Depending on the task at hand, iterating by UTF-8 byte or by code point can make sense, too. And the definition of these is frozen regardless of Unicode version, which makes these safer candidates for "fundamental" operations. There is no right unit of iteration for all tasks.
If I want to know how much memory to allocate, bytes are it. If I want to know how much screen space to allocate, font rendering metrics are it. If I want to do word-breaking, grapheme clusters are it.
None of these are fundamental.
There are languages whose orthographies don't fit the Unicode grapheme cluster specification, but they're complex enough that I doubt there's any way to deal with them properly other than having someone proficient in them looking over your text processing or pawning it off to a library. At least with grapheme clusters your code won't choke on something as simple as unnormalized Latin text.
And the way you take it all into account is by refusing to accept any defaults. So, for example, a string type should not have a "length" operation at all. It should have "length in code points", "length in graphemes" etc operations. And maybe, if you do decide to expose UTF-8 (which I think is a bad idea) - "length in bytes". But every time someone talks about the length, they should be forced to specify what they want (and hence think about why they actually need it).
Similarly, strings shouldn't support simple indexing - at all. They should support operations like "nth codepoint", "nth grapheme" etc. Again, forcing the programmer to decide every time, and to think about the implications of those decisions.
It wouldn't solve all problems, of course. But I bet it would reduce them significantly, because wrong assumptions about strings are the most common source of problems.
As for indexing, strings shouldn't require indexing period. That's the ASCII way of thinking, especially fixed width columns and such. You should be thinking relatively. For example, find me the first space then using that point in the string the next character needs to be letter. When you build you're code that way you don't fall for the trap of byte indexing or the performance hit of codepoint indexing (UTF-8) or grapheme indexing (all encodings).
Size in memory/bytes you could get trivially for any string (and this doesn't change with whether you chose bytes, graphemes or code points or whatever to iterate).
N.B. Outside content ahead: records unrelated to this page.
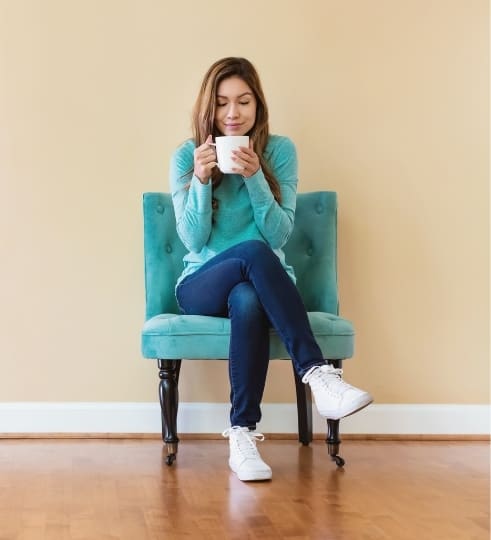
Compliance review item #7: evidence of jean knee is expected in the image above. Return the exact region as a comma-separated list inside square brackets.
[228, 281, 264, 317]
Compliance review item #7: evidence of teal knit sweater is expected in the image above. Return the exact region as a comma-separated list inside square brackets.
[170, 135, 298, 283]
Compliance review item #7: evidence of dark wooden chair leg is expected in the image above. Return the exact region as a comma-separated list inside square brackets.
[326, 420, 345, 467]
[293, 368, 312, 446]
[326, 360, 345, 467]
[158, 360, 181, 465]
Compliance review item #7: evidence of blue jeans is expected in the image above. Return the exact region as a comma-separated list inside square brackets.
[176, 240, 325, 429]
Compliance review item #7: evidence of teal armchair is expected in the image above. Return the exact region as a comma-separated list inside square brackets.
[141, 191, 354, 466]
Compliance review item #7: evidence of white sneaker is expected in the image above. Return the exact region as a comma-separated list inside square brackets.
[222, 426, 273, 482]
[302, 364, 373, 420]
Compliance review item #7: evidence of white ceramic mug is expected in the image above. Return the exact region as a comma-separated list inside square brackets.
[215, 135, 249, 174]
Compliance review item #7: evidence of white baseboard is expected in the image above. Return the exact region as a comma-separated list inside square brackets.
[0, 402, 490, 436]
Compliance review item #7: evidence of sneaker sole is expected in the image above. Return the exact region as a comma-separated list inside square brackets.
[317, 397, 373, 420]
[229, 464, 273, 482]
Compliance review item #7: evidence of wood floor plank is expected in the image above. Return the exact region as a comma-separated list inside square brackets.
[0, 439, 489, 540]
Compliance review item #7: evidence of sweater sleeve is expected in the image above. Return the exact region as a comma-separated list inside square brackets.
[170, 141, 212, 253]
[245, 137, 298, 249]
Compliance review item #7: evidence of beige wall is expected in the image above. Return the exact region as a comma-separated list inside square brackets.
[0, 0, 489, 403]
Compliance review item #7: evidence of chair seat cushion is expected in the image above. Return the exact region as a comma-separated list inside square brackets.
[142, 311, 354, 359]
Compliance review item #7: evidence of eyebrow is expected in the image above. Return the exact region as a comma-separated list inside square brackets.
[217, 92, 254, 99]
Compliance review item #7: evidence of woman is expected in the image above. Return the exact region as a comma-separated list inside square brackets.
[170, 58, 372, 481]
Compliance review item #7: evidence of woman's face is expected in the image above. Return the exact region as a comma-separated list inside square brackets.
[215, 76, 256, 135]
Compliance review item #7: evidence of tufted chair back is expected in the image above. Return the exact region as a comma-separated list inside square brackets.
[143, 191, 338, 319]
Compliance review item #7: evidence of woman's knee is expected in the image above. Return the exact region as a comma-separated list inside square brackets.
[228, 281, 264, 316]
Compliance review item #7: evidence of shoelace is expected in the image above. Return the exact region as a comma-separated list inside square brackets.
[302, 364, 352, 394]
[222, 426, 264, 459]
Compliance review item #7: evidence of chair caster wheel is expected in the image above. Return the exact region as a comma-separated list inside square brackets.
[331, 456, 345, 467]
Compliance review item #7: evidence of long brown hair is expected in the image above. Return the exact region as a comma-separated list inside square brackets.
[192, 57, 281, 202]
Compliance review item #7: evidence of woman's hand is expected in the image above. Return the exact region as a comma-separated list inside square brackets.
[194, 135, 217, 184]
[232, 139, 261, 178]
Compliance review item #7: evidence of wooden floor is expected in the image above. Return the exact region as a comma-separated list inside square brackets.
[0, 440, 489, 540]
Screen space is irrelevant/orthogonal to encoding -- it appears at the font level and the font rendering engine that will give the metrics will accept whatever encoding it is.
Exactly. That's why measurements of string length shouldn't ever assume I'm looking for a unit-of-offset for a monospaced font.
The problem is that most naive programmers think that's what a string length is and should be.
I also wish Python would expose more of the Unicode database than it does; I've had to turn to third-party modules that basically build their own separate database for some Unicode stuff Python doesn't provide (like access to the Script property).